The breast is dynamic and changes throughout the course of a woman’s life. Dr Goldman will perform a thorough clinical assessment of your breasts which includes a lump check, performance of a series of measurements of the breasts and their position on the chest wall. He will also demonstrate and point out certain benchmarks that are used to determine whether a lift is necessary or not.
Do I need a breast lift?
There is no direct answer; ptosis (AKA breast droop) is a subjective problem and the severity is measurable.
On occasion, women want a breast lift when the degree of droop does not warrant a lift. On the other hand, some women need a lift but refuse to accept the breast scarring associated with this. Dr Goldman will recommend a breast lift if there are no other acceptable alternatives. However, especially in young women, he tries to find the alternative.
Risks associated with breast lifts
On very rare occasions, breast lifts (as well as reductions) can result in the loss of the nipple. The nipple complex is very sensitive to inadequate blood supply and this is a potential risk associated with a breast lift and reduction.
When breast surgery actually cuts into breast glands and ducts, 50% of the women will not be able to breast feed.
Breast lift alternatives
It is common for women to believe they need a lift when in fact, a better, safer, and cheaper alternative is a breast augmentation. This will allow more time before a lift may ultimately need to be performed, especially in women who are yet to have children. This risks of loss of the nipple go up significantly if a second lift or reduction is performed.

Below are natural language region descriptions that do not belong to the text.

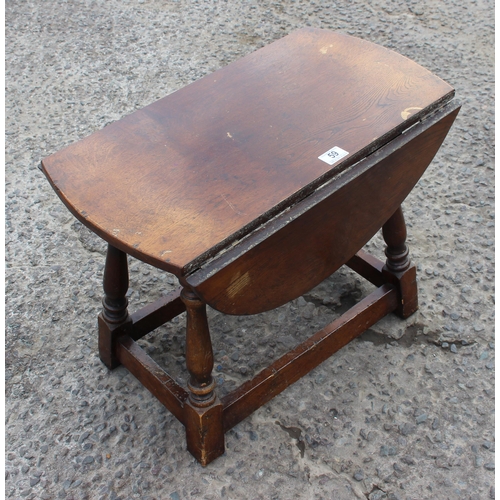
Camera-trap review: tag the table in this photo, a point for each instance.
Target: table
(251, 186)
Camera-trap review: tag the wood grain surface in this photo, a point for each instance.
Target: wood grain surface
(302, 247)
(183, 178)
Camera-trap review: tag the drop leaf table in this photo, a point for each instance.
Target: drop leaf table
(252, 185)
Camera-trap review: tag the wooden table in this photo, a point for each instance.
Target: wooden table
(252, 185)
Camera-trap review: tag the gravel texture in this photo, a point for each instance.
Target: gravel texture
(404, 412)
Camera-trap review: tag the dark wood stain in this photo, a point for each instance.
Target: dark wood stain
(179, 180)
(220, 183)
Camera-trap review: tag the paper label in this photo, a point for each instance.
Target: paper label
(333, 155)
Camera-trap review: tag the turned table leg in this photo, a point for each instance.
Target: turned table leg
(202, 410)
(114, 305)
(398, 269)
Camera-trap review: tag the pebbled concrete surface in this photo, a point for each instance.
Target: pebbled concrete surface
(405, 412)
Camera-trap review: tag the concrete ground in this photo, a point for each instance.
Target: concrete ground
(405, 412)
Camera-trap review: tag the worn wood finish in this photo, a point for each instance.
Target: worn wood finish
(179, 180)
(367, 266)
(154, 315)
(316, 236)
(220, 183)
(152, 376)
(301, 360)
(203, 410)
(114, 316)
(398, 269)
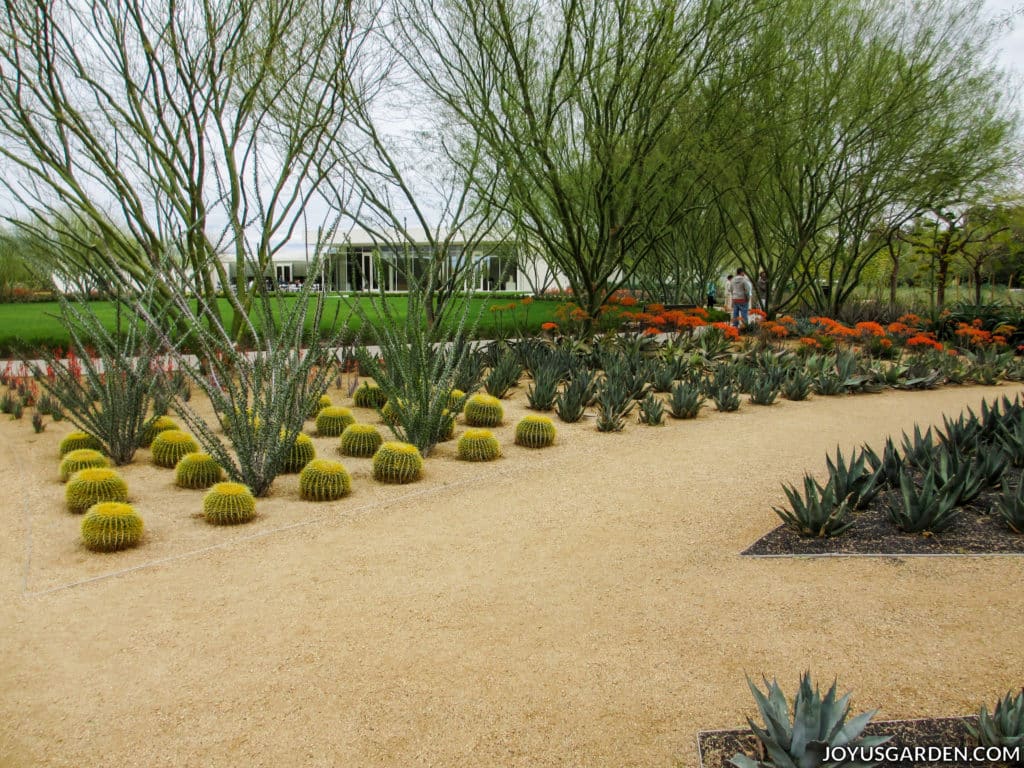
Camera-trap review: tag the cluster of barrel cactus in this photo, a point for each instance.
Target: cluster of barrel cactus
(483, 411)
(331, 421)
(535, 431)
(228, 504)
(360, 440)
(93, 485)
(76, 461)
(397, 463)
(198, 470)
(391, 412)
(170, 445)
(324, 480)
(478, 445)
(155, 426)
(109, 526)
(369, 396)
(322, 402)
(78, 441)
(301, 453)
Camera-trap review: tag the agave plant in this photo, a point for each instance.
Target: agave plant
(854, 481)
(930, 509)
(817, 724)
(726, 397)
(1011, 506)
(764, 389)
(685, 401)
(818, 512)
(651, 411)
(1005, 727)
(888, 467)
(797, 385)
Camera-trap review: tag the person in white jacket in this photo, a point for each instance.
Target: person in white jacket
(740, 290)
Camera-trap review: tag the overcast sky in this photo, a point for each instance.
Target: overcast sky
(1012, 48)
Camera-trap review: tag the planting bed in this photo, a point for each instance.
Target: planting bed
(578, 605)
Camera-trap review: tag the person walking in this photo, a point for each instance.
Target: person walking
(763, 290)
(740, 290)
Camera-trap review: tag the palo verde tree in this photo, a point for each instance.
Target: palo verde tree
(161, 134)
(859, 116)
(571, 102)
(419, 199)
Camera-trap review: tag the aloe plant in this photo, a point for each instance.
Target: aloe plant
(1005, 727)
(819, 511)
(817, 724)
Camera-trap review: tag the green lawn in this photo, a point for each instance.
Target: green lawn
(25, 327)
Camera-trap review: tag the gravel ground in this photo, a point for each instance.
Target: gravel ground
(581, 605)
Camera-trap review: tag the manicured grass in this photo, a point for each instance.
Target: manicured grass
(27, 327)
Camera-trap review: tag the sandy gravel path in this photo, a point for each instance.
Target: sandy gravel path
(583, 605)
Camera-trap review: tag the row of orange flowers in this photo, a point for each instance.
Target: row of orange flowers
(909, 330)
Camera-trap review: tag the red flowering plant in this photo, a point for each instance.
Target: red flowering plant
(681, 324)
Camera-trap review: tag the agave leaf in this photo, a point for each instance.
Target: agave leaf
(741, 761)
(852, 729)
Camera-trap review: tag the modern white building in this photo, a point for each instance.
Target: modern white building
(359, 262)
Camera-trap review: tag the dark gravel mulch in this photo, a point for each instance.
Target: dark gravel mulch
(978, 529)
(717, 747)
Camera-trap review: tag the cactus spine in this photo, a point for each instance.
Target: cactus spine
(197, 470)
(78, 441)
(228, 504)
(457, 399)
(155, 426)
(483, 411)
(170, 445)
(369, 396)
(535, 431)
(90, 486)
(478, 445)
(301, 453)
(360, 440)
(332, 421)
(81, 459)
(391, 412)
(397, 463)
(324, 480)
(109, 526)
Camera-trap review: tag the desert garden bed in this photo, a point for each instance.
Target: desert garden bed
(976, 531)
(718, 747)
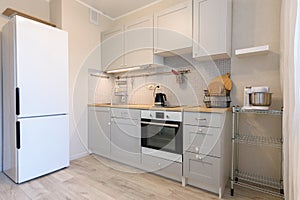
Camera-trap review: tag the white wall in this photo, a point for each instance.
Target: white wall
(257, 22)
(36, 8)
(84, 53)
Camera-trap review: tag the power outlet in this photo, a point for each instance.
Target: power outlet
(151, 87)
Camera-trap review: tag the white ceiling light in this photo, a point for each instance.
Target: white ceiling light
(123, 70)
(115, 9)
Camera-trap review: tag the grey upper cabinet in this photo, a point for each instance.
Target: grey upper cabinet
(112, 49)
(212, 29)
(173, 30)
(126, 137)
(138, 42)
(99, 130)
(128, 45)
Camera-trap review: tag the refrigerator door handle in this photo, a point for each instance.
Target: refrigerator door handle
(17, 101)
(18, 135)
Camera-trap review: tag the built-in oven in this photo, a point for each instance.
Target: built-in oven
(161, 134)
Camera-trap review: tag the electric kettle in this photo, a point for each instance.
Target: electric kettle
(160, 99)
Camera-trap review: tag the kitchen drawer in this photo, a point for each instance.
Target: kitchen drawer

In addition, breast lifts and reductions can be performed either with or without implants. Implants are generally used for shape, as they yield a better overall result. This can be a personal choice but Dr Goldman will also make the necessary recommendations.
Breast lift vs breast reduction
The distinctions between a breast lift and breast reduction are blurring. Both operations require the exact same incision pattern and, therefore, the same scarring pattern.
The modern operation and incision pattern is referred to as a vertical mammoplasty (either lift or reduction).
Here, the incision pattern is around the areolar skin and a vertical down the front of the breast in the middle into the crease of the breast.
The “old fashioned” version resulted in the same incision pattern around the areola and down the front but also included a long horizontal scar in the crease of the breast. This often was visible both at the cleavage side as well as the outer side of the breast.
Dr Goldman refers to the vertical pattern as a “lollipop” scar and the “old fashioned” op as an “anchor” scar.
On occasion, if the breasts are very large (G cup or bigger), the anchor pattern reduction may still be necessary.
Should you get a breast lift with or without implants?
If the lift is going to be performed with implants, a small amount of breast tissue will typically be removed. Even if no implants are going to be used, it is still common for some breast tissue and skin to be removed. The difference between a breast reduction and lift also relates to how much breast the surgeon will be removing.
The actual “internal” reconstruction technique (stitching method) used is becoming more and more similar in that it is more robust using a reduction technique than a lift technique. A breast reduction is still a very efficient lift operation.
In 2016, some of the world experts in cosmetic breast surgery are using the term “Breast Reduction-Augmentation” to describe a breast lift with implants or a breast reduction with implants.
Dr Goldman has coined the term “Plication Augmentation Mammoplasty”, which is a procedure involving a breast augmentation with tightening and lifting.
In recent times, specialist surgeons have started to perform fat transfer injecting to enhance and improve the shape and size of women’s breasts. This involves liposuction (often of the abdomen) to harvest the fat which is then prepared and transferred into the breast.
This is not yet licensed for use as a replacement for implants in breast augmentations but is used and an additional technique for lifts and reductions.
Fat transfer injecting carries significant risks and complications that can interfere with the detection of breast cancer at a later time.
In summary, although there are currently 3 main cosmetic breast operations, this may eventually be reduced to 2: breast augmentation and lift/reduction with or without implants.